-
Notifications
You must be signed in to change notification settings - Fork 1.2k
Closed
Labels
Description
Expected Behavior
Spark Kafka Processor query_timeout can be set to None
Current Behavior
Spark Kafka Processor query_timeout cannot be set to None
Steps to reproduce
Use query_timeout=None in SparkProcessorConfig
from datetime import datetime
import time
import pandas as pd
from feast import FeatureStore
from feast.data_source import PushMode
import os
from pyspark.sql import SparkSession
from feast.infra.contrib.stream_processor import ProcessorConfig
from feast.infra.contrib.spark_kafka_processor import SparkProcessorConfig
from feast.infra.contrib.stream_processor import get_stream_processor_object
import sys
def preprocess_fn(rows: pd.DataFrame):
print(f"df columns: {rows.columns}")
print(f"df size: {rows.size}")
print(f"df preview:\n{rows.head()}")
return rows
def start_spark():
store = FeatureStore(repo_path=".")
# See https://spark.apache.org/docs/3.1.2/structured-streaming-kafka-integration.html#deploying for notes on why we need this environment variable.

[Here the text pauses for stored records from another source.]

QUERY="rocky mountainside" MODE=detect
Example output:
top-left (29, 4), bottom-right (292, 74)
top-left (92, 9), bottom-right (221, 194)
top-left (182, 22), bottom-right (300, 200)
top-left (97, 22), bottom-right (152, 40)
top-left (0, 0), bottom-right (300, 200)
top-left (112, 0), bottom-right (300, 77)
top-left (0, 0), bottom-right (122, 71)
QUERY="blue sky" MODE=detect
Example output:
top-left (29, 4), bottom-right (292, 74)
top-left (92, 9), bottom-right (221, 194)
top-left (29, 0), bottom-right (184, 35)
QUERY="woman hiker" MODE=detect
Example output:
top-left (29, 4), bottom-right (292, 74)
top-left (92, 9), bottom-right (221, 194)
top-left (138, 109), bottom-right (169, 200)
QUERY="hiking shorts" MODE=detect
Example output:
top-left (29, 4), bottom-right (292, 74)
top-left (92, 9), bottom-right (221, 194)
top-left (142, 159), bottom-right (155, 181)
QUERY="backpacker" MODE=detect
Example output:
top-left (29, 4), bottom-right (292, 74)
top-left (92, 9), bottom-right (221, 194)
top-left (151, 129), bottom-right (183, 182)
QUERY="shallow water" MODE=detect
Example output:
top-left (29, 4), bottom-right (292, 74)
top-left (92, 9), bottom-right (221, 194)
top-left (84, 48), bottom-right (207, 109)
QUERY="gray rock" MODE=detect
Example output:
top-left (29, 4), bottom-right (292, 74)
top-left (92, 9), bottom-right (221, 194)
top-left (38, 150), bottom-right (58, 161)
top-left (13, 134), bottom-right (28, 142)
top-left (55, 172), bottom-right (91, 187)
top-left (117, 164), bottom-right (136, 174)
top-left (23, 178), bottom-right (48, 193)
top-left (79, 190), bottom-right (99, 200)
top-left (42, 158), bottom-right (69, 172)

# os.environ['PYSPARK_SUBMIT_ARGS'] = "--packages=org.apache.spark:spark-sql-kafka-0-10_2.12:3.0.0 pyspark-shell"
spark = SparkSession.builder.appName("feast-spark").getOrCreate()
# spark.conf.set("spark.sql.shuffle.partitions", 5)
ingestion_config = SparkProcessorConfig(mode="spark", source="kafka", spark_session=spark, processing_time="5 seconds",query_timeout=None)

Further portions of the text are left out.